My work is a project, the Art From London Markets Project, a reflection of our relationship to food in London explored through art, image making, community interactive events, installations  and blogging both as a record of the project and as part of my practice.


Looking back at the stories collected in Hammersmith last October, I am making works trying to distil the essence of the stories collected, each culminating in its own single iconic image.The current narrative I am working on was a double remembering, the pomegranate in the interactive art event evoked for the story teller another moment of remembering.




The pomegranate evoked the memory of her childhood self being transported.  Transported by the glimpse of a pomegranate at the front of a greengrocers on a grey London street.
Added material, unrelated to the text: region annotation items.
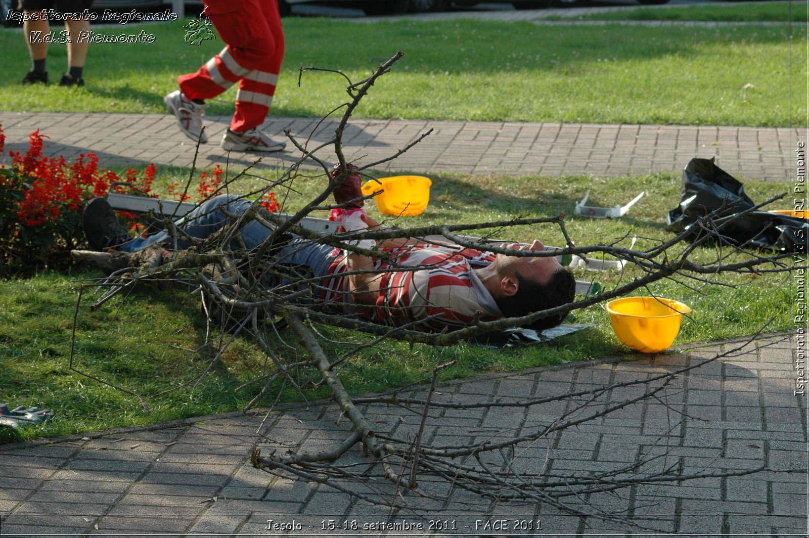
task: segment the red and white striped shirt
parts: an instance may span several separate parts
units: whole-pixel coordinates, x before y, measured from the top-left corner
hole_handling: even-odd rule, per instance
[[[330,309],[377,323],[400,326],[426,320],[417,323],[421,329],[460,328],[476,318],[490,321],[502,317],[473,270],[490,264],[494,254],[425,244],[383,252],[388,259],[375,258],[374,263],[375,270],[383,271],[375,307],[354,303],[349,278],[341,276],[346,271],[344,253],[332,262],[328,274],[332,276],[324,279],[320,300]]]

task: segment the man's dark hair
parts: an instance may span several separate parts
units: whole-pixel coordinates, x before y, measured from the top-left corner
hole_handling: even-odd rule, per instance
[[[569,267],[560,267],[544,284],[523,278],[519,273],[517,277],[517,293],[497,299],[498,306],[503,316],[510,318],[521,317],[540,310],[548,310],[572,303],[576,294],[576,281],[573,271]],[[556,327],[562,322],[567,312],[537,320],[527,325],[528,328],[541,331]]]

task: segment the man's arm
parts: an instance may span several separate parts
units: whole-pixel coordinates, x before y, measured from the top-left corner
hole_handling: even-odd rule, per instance
[[[345,258],[346,271],[367,271],[374,269],[374,259],[370,256],[348,252]],[[354,296],[354,303],[373,306],[379,296],[379,273],[366,273],[349,275],[349,292]]]

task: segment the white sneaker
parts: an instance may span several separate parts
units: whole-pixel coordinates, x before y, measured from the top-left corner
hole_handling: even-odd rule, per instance
[[[202,132],[202,116],[205,114],[205,104],[197,104],[187,99],[183,92],[176,90],[163,98],[168,111],[174,114],[180,125],[180,130],[194,142],[201,144],[208,143],[208,136]],[[201,134],[201,137],[200,136]]]
[[[284,142],[273,140],[258,129],[241,133],[227,129],[219,145],[228,151],[281,151],[286,147]]]

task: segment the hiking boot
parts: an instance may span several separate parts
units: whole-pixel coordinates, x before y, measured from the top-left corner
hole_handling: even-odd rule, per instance
[[[80,77],[74,78],[72,75],[66,73],[59,81],[59,86],[84,86],[84,78]]]
[[[28,71],[28,74],[23,78],[23,84],[47,84],[48,71]]]
[[[104,198],[96,197],[87,202],[82,215],[82,225],[93,250],[104,252],[132,240],[118,222],[112,207]]]
[[[185,136],[201,144],[208,143],[208,136],[202,132],[202,116],[205,115],[205,103],[194,103],[182,91],[176,90],[163,98],[168,111],[177,118],[180,130]]]
[[[8,404],[0,404],[0,426],[12,428],[23,428],[27,426],[41,424],[53,417],[53,412],[38,407],[26,409],[24,405],[9,410]]]
[[[284,142],[273,140],[257,129],[242,133],[227,129],[219,145],[228,151],[281,151],[286,147]]]

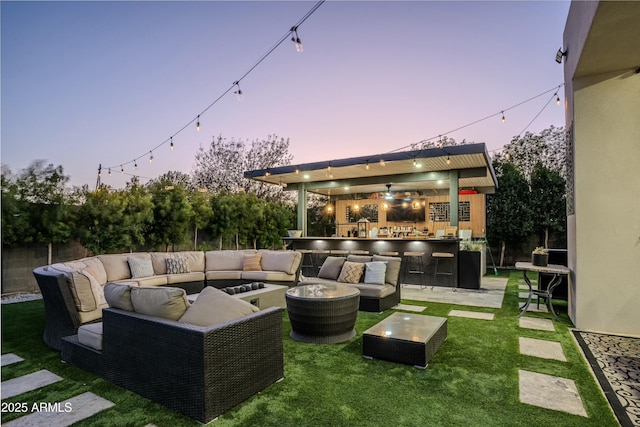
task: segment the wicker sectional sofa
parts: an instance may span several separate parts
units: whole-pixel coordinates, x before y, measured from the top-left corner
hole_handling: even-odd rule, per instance
[[[207,287],[109,283],[102,322],[62,339],[61,359],[208,423],[284,377],[282,308]]]
[[[168,271],[167,266],[177,270]],[[108,254],[38,267],[33,274],[43,296],[44,341],[60,350],[62,337],[99,321],[108,308],[106,283],[179,287],[187,294],[263,281],[294,286],[302,256],[296,251],[223,250]],[[168,264],[169,263],[169,264]]]
[[[376,265],[373,265],[373,264]],[[303,277],[299,285],[311,283],[341,283],[358,288],[360,291],[360,311],[382,312],[400,304],[401,286],[399,282],[402,258],[381,255],[329,256],[325,259],[318,277]],[[346,266],[353,266],[359,274],[347,277]],[[370,267],[381,267],[374,279]],[[369,278],[372,278],[369,280]],[[353,279],[353,280],[351,280]]]

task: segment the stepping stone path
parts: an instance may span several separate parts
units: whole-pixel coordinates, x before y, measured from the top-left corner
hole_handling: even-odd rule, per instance
[[[520,294],[520,298],[526,298],[528,295],[526,293],[523,297]],[[533,311],[531,306],[527,311]],[[549,319],[520,317],[518,321],[523,329],[555,332],[553,321]],[[519,342],[520,354],[560,362],[567,361],[559,342],[526,337],[520,337]],[[521,369],[519,384],[522,403],[587,417],[587,411],[584,409],[576,384],[571,379]]]
[[[3,354],[1,365],[7,366],[23,360],[13,353]],[[2,398],[15,397],[22,393],[54,384],[62,379],[58,375],[43,369],[2,381],[0,384]],[[30,404],[34,405],[34,403]],[[62,402],[44,402],[43,406],[28,407],[24,416],[2,424],[7,427],[64,427],[95,415],[113,405],[114,403],[87,392]]]
[[[467,319],[493,320],[493,313],[484,313],[481,311],[451,310],[449,316],[466,317]]]

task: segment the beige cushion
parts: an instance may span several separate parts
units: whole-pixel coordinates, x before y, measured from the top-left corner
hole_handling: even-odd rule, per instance
[[[50,269],[58,271],[66,277],[76,309],[81,312],[93,311],[105,303],[102,286],[87,270],[77,269],[80,267],[86,267],[86,265],[83,262],[75,261],[49,266]]]
[[[78,328],[78,342],[102,351],[102,322],[88,323]]]
[[[200,271],[184,274],[168,274],[166,278],[168,285],[187,282],[203,282],[204,284],[204,273]]]
[[[245,253],[254,254],[256,251],[207,251],[205,253],[206,271],[242,270]]]
[[[127,258],[133,256],[137,258],[151,259],[151,256],[145,252],[98,255],[98,259],[102,265],[104,265],[104,269],[107,272],[107,281],[113,282],[116,280],[130,279],[131,270],[129,269]]]
[[[104,285],[104,297],[112,308],[134,311],[131,304],[131,286],[120,283],[107,283]]]
[[[243,271],[262,271],[262,254],[244,254],[244,262],[242,263]]]
[[[129,270],[131,270],[132,279],[141,279],[143,277],[153,276],[153,265],[151,265],[151,259],[130,256],[127,257],[127,264],[129,264]]]
[[[262,253],[262,269],[268,271],[282,271],[287,274],[295,274],[302,261],[302,254],[297,251],[269,251],[260,250]]]
[[[254,282],[293,282],[295,274],[287,274],[282,271],[242,271],[241,278]]]
[[[387,271],[384,274],[384,282],[393,286],[398,286],[398,276],[400,276],[400,265],[402,258],[374,255],[374,261],[384,261],[387,263]]]
[[[364,263],[345,261],[338,276],[338,282],[358,283],[364,271]]]
[[[340,271],[342,271],[342,266],[345,261],[346,259],[341,256],[327,257],[327,259],[322,263],[322,267],[320,267],[318,277],[322,279],[338,280],[338,276],[340,275]]]
[[[207,271],[207,280],[236,280],[242,278],[242,270],[237,271]]]
[[[96,257],[81,259],[85,265],[85,270],[89,272],[101,285],[107,283],[107,271],[104,269],[104,265]]]
[[[178,321],[197,326],[211,326],[257,311],[258,307],[207,286]]]
[[[131,288],[131,304],[136,312],[178,320],[189,307],[184,289],[156,286]]]

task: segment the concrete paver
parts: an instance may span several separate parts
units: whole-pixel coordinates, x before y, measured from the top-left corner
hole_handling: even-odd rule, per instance
[[[573,380],[519,370],[520,401],[541,408],[587,416]]]
[[[520,354],[566,362],[559,342],[520,337]]]
[[[42,369],[31,374],[23,375],[11,380],[2,381],[2,398],[17,396],[40,387],[61,381],[62,378],[56,374]]]

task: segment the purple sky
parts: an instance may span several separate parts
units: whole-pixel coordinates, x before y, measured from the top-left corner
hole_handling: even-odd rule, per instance
[[[240,86],[314,2],[5,2],[2,163],[62,164],[95,185],[99,164],[190,173],[212,137],[290,139],[294,163],[397,150],[440,134],[499,149],[563,82],[555,52],[569,2],[323,4]],[[563,97],[564,89],[559,91]],[[454,133],[488,115],[497,116]],[[554,100],[527,128],[564,126]],[[138,171],[134,171],[133,159]],[[103,173],[120,188],[130,176]],[[143,182],[145,181],[142,179]]]

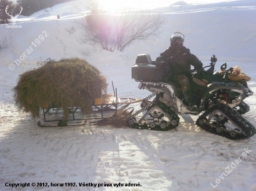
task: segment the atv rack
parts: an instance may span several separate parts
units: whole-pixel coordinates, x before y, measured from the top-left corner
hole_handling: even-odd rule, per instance
[[[101,115],[98,117],[86,117],[82,119],[76,119],[74,114],[80,109],[79,107],[70,107],[70,113],[72,114],[72,118],[69,119],[67,121],[63,121],[62,120],[56,119],[54,120],[47,120],[47,114],[50,114],[49,111],[51,109],[53,111],[58,111],[63,110],[62,108],[49,108],[42,107],[44,120],[45,122],[53,122],[58,121],[57,125],[47,125],[47,124],[42,124],[40,121],[38,121],[37,124],[39,126],[41,127],[62,127],[62,126],[78,126],[85,125],[88,120],[103,120],[108,118],[113,117],[117,112],[118,110],[124,109],[127,107],[129,105],[138,102],[144,102],[150,103],[151,102],[145,100],[140,99],[135,99],[128,97],[117,97],[117,91],[116,88],[115,91],[114,87],[113,82],[112,86],[113,88],[114,94],[105,94],[104,97],[96,98],[94,100],[94,104],[92,106],[93,112],[94,113],[101,113]],[[103,96],[102,96],[103,97]],[[104,113],[114,112],[111,116],[105,116]],[[82,122],[74,122],[74,124],[68,125],[69,121],[83,121]],[[94,122],[93,122],[94,123]],[[79,123],[77,124],[75,123]]]

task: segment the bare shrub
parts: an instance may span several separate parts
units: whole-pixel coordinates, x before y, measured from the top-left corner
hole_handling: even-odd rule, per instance
[[[86,7],[86,13],[80,12],[84,16],[74,21],[82,31],[77,39],[81,43],[122,51],[134,42],[160,34],[165,19],[160,14],[129,10],[111,14],[101,9],[97,0],[89,1],[91,4]]]
[[[0,50],[1,49],[6,49],[8,48],[9,42],[6,37],[2,37],[2,39],[0,41]]]
[[[75,32],[75,28],[72,25],[72,27],[65,28],[65,30],[67,32],[69,32],[69,34],[74,33]]]

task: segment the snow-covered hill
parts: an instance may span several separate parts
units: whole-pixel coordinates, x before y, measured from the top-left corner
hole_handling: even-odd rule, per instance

Transported all the way back to the sunny Tunisian garden of her infancy.

This story is the story of the particular, a particular childhood that spanned Tunisia and the UK, but also the loss and longing that transience brings with it, a universal.  The pomegranate in this image has a particular individual symbolism, but is also pregnant with diverse cultural symbolisms.


The copper gild I am using holds the place of the intense Tunisian sun.  I will preserve its sheen with a shellac varnish, and it will change and play with the interaction of natural light here lightening and darkening through a day.

This story comes from a small collection from random people, people invited to story collection events through invitations handed out in markets, and social media reaching a random audience and there is a common theme in many of them, memories of other places: from Hong Kong, Jakarta, Tunisia, Liverpool, Israel, Romania, Sri Lanka, New Zealand, Germany to Finchley, Liverpool and Highgate.  This is London, international and culturally diverse.




The culture and population is constantly in a state of flux and change.  The process of story collecting captures a small moment in time of the individual who shares the story, but also of who the city is in any particular place and a particular moment in time.  These works are an attempt to take the time to notice and record who we are now.

In interpreting the pomegranate story I have to decide whether to represent the grey London street or not, this has aesthetic and conceptual considerations.  For a while I play with the possibilities of bringing in the grey using a mini-me piece to look at the interplay of the colours: I made a small sketch with the broad colours and played with that so that I could make some decisions within the space of time offered by the gilding,  a  slow process requiring wait times to reach the perfect tack.  I started by adding scratchy charcoal and leaving a light halo around the Tunisian sun.  Then I added painting medium which gave a glossy intense shine,  but it was so intense and in competition with the copper.  I added white paint and took out the halo, played with the smoothness and tones of the grey lightening and then bring back in some dark tones.

And while I am doing all of this practical problem solving, I think back to the original storytelling and realise that the child had been transported back to the sunshine.  If I am going to concentrate on the memory within the memory there should be no trace of grey.


I have also been in the process of putting together some proposals for  Installations in public spaces which include a story sharing element where the installations provide a context which is not emotionally neutral, exploring themes that are prevalent in current discourse about food both in social media and more traditional media.


This work and others made from the stories collected in October will be shown at in Kensington and Fulham Open Art Spaces, Faron Sutaria, North End Road, Fulham.  So in  a nice circular way the works produced are going back to the geographic roots of where they were told. This show is open on the weekends of 24th to 26th June and 1st to 3rd July.   If you come in on the Sunday 26th (10 am to 12) you can share your story with me and become part of the project.